Evladımız olsun, hem kıymetli kızlarının hem de kuvvetle muhtemeldir ki muhterem eşinin malum sebeplerle engelleyemediği polis baskını esnasında döktükleri her bir damla gözyaşının haklı intikamını almak için tüm dünyayı ateşe vermeye gayet profesyonelce hazırlanmış bir düzenekle önce cari iktidarı tutuşturarak başlayan; böylelikle o baskın esnasında çocuklarının ve eşinin yanında olamamış olmasının belki de hiç alışık olmadığı üzere yüreğinde açtığı derin kanamaların pansumanını kendisini seven sevmeyen ve hatta ondan nefret eden milyonlarca insanın tanıklığında yapmaya çalışan eski mafya yeni Youtuber Sedat Peker’in, zaman zaman beni güldüren, bazen sinirlendiren, kendime pek itiraf edemesem de çoğunlukla da hak verdiğim ve laf aramızda gayet samimi ve başarılı bulduğum o ünlü kayıt serilerini izlerken, aynı aileden 7’si çocuk tam 9 kişinin evlerinde diri diri yanarak hunharca katledildiği ve sorumlularının “üniforma indirimi” sayesinde ellerini kollarını sallayarak yıllarca aramızda rahat rahat gezebildikleri 1993 yılında yaşanan o korkunç Vartinis katliamını hatırladım.
Muş’un Korkut ilçesine bağlı Vartinis (Altınova) beldesi’nde 1993 yılının 3 Ekim gecesi saat 03:00 sıralarında yüzlerce asker tarafından samanlıklar, evler, ahırlar, her yer ve her şey ateşe verilerek başlamıştı o katliam. Şanslı olan köylülerin birçoğu evlerinden çıkarak kurtulmayı başarmışlardı. Ancak komşuları kadar şanslı olamayan köylüler de vardı. Öğüt ailesi alevlerin arasından çıkmayı başaramamış; aynı aileden 7’si çocuk tam 9 kişi evlerinin kapısının açılamaması sonucu yanarak bu cinnet vatana korkunç şekilde veda etmişlerdi.
Açılan dava nedense tam 23 yıl sürdü. Ölenlerin Kürt, öldürenlerin ise Türk olması “hafifletici sebebiyle” başta kundakçılar timi’nin mümtaz komutanı olmak üzere sanıkların tümü beklendiği üzere beraat ettiler. Sonunda Yargıtay 1. Ceza Dairesi, dosyayı 5 yıl beklettikten sonra aynı aileden 9 kişinin yanarak öldüğü Vartinis katliamının sorumlusunun sadece dönemin İlçe Jandarma Alay Komutanı Yüzbaşı Bülent Karaoğlu olduğuna karar verdi. Diğer 3 askerin beraat kararlarını ise onadı. Yeniden başlayacak dava 3 Ekim 2023’e kadar kesin karara bağlanamaması halinde zaman aşımı nedeniyle düşecek. Böylece tüm sanıklar kaldıkları yerden hayatlarına devam edebilecekler.

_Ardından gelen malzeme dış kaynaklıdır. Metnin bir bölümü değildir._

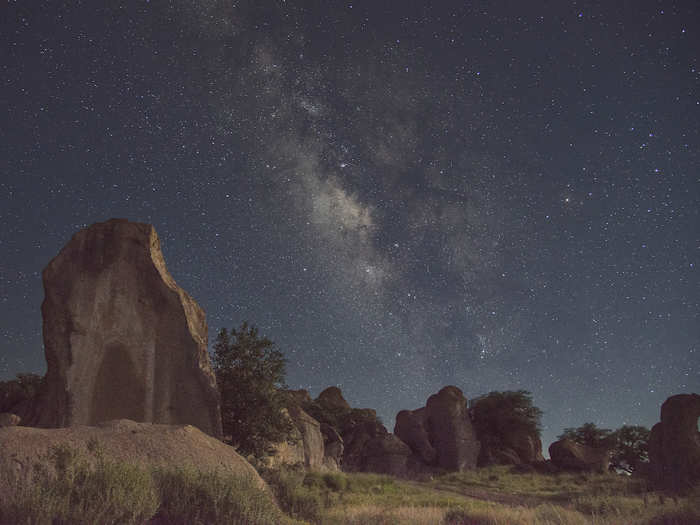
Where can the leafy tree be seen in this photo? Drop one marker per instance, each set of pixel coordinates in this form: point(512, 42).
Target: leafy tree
point(631, 447)
point(499, 414)
point(589, 435)
point(250, 375)
point(20, 390)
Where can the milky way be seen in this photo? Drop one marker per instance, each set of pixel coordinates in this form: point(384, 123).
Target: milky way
point(400, 197)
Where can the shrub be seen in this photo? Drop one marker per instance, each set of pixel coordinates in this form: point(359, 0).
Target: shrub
point(68, 489)
point(193, 497)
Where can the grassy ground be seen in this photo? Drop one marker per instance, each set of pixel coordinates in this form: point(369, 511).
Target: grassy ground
point(485, 496)
point(69, 489)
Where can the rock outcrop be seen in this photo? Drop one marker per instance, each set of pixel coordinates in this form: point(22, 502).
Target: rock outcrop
point(569, 455)
point(144, 444)
point(369, 447)
point(411, 428)
point(307, 444)
point(311, 441)
point(9, 420)
point(513, 449)
point(441, 434)
point(332, 399)
point(122, 339)
point(674, 443)
point(333, 447)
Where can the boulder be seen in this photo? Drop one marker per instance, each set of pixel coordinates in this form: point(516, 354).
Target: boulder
point(410, 427)
point(386, 454)
point(450, 430)
point(122, 339)
point(674, 444)
point(569, 455)
point(514, 449)
point(144, 444)
point(355, 439)
point(333, 447)
point(306, 444)
point(370, 448)
point(9, 420)
point(311, 437)
point(332, 399)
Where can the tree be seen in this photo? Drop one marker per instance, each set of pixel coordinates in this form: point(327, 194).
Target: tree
point(500, 414)
point(631, 448)
point(250, 375)
point(20, 391)
point(589, 435)
point(629, 445)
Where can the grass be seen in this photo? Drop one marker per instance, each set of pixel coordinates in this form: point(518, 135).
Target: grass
point(492, 496)
point(67, 487)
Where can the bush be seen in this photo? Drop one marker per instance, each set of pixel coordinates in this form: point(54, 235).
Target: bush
point(250, 377)
point(68, 489)
point(295, 495)
point(192, 497)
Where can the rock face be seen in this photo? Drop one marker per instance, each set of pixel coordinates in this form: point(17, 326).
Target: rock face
point(569, 455)
point(307, 444)
point(122, 339)
point(411, 429)
point(333, 447)
point(9, 420)
point(441, 433)
point(370, 448)
point(332, 398)
point(674, 443)
point(516, 449)
point(450, 430)
point(311, 438)
point(144, 444)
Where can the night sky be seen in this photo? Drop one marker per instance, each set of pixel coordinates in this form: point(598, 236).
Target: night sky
point(494, 195)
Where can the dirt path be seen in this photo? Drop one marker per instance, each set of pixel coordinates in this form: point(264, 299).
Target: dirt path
point(512, 500)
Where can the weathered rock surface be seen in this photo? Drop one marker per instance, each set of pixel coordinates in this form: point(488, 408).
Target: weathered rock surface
point(514, 449)
point(306, 446)
point(9, 420)
point(333, 447)
point(450, 430)
point(311, 438)
point(674, 443)
point(569, 455)
point(440, 434)
point(122, 339)
point(332, 398)
point(370, 448)
point(143, 444)
point(411, 427)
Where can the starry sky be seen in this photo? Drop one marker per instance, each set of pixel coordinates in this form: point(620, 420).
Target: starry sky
point(402, 195)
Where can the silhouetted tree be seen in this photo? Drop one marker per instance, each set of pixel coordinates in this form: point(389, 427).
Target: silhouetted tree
point(19, 391)
point(498, 414)
point(590, 435)
point(631, 447)
point(250, 375)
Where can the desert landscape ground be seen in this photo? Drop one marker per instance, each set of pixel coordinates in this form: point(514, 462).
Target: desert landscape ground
point(135, 423)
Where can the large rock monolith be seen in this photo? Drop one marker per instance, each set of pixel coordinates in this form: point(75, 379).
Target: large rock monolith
point(569, 455)
point(122, 339)
point(674, 444)
point(440, 434)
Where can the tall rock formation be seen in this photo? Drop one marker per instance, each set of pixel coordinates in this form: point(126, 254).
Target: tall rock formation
point(122, 339)
point(441, 433)
point(569, 455)
point(674, 443)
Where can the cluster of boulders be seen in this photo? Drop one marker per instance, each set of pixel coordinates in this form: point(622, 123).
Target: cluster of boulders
point(674, 444)
point(124, 342)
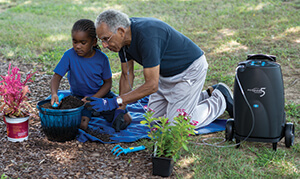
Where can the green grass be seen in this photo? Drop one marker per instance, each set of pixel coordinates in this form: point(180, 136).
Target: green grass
point(39, 31)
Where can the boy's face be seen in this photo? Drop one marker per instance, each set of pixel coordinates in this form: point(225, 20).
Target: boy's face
point(83, 44)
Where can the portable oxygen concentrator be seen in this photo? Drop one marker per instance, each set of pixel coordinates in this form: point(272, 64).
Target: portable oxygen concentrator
point(259, 103)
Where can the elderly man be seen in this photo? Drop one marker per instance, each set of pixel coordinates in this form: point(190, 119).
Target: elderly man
point(174, 69)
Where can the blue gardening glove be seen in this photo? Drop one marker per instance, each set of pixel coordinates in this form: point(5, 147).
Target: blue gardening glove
point(101, 104)
point(118, 122)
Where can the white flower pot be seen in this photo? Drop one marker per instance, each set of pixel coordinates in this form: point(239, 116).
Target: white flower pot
point(17, 128)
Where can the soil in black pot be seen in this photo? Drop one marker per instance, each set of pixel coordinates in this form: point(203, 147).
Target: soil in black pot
point(68, 102)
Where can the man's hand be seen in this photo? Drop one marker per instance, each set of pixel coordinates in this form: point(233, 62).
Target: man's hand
point(102, 104)
point(118, 122)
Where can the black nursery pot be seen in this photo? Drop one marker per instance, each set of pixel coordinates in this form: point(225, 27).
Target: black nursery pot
point(162, 166)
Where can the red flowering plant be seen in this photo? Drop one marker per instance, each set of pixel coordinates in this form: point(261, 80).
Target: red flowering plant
point(13, 92)
point(169, 138)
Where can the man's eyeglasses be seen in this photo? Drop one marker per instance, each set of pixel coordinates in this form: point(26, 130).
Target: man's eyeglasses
point(106, 39)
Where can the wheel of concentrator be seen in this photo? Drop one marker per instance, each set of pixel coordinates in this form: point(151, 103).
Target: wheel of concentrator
point(274, 146)
point(229, 130)
point(289, 134)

Yani aslına bakarsanız, Sedat Peker’in bir baba olarak canından bir parça sayılan evlatlarının döktüğü her bir damla göz yaşı uğruna tepeden tırnağa yakmaya niyet ettiği, karar verdiği (ve de iyi yaptığı) bu lanet dünya, özü itibariyle bir başka “baba”ya tekabül eden necip devletimiz tarafından zamanla bir devlet ve millet geleneği haline gelmiş kadim nefretleri bileylemek uğruna kendisinden çok ama çok önceleri ateşe verilmeye başlanmıştı bile! Peker, çocuklar için, çocukları için yakıp yıkmaya karar vermişken, evlatlarına düşkünlüğü son derece tartışmalı olan diğer “baba”mızsa içerisinde çocukların da olduğu gariban yurttaşlarını öldürmeye karar verdiği için ne var ne yoksa yakıp yıkmıştı. Ki hala da yakıp yıkmaya devam ediyor.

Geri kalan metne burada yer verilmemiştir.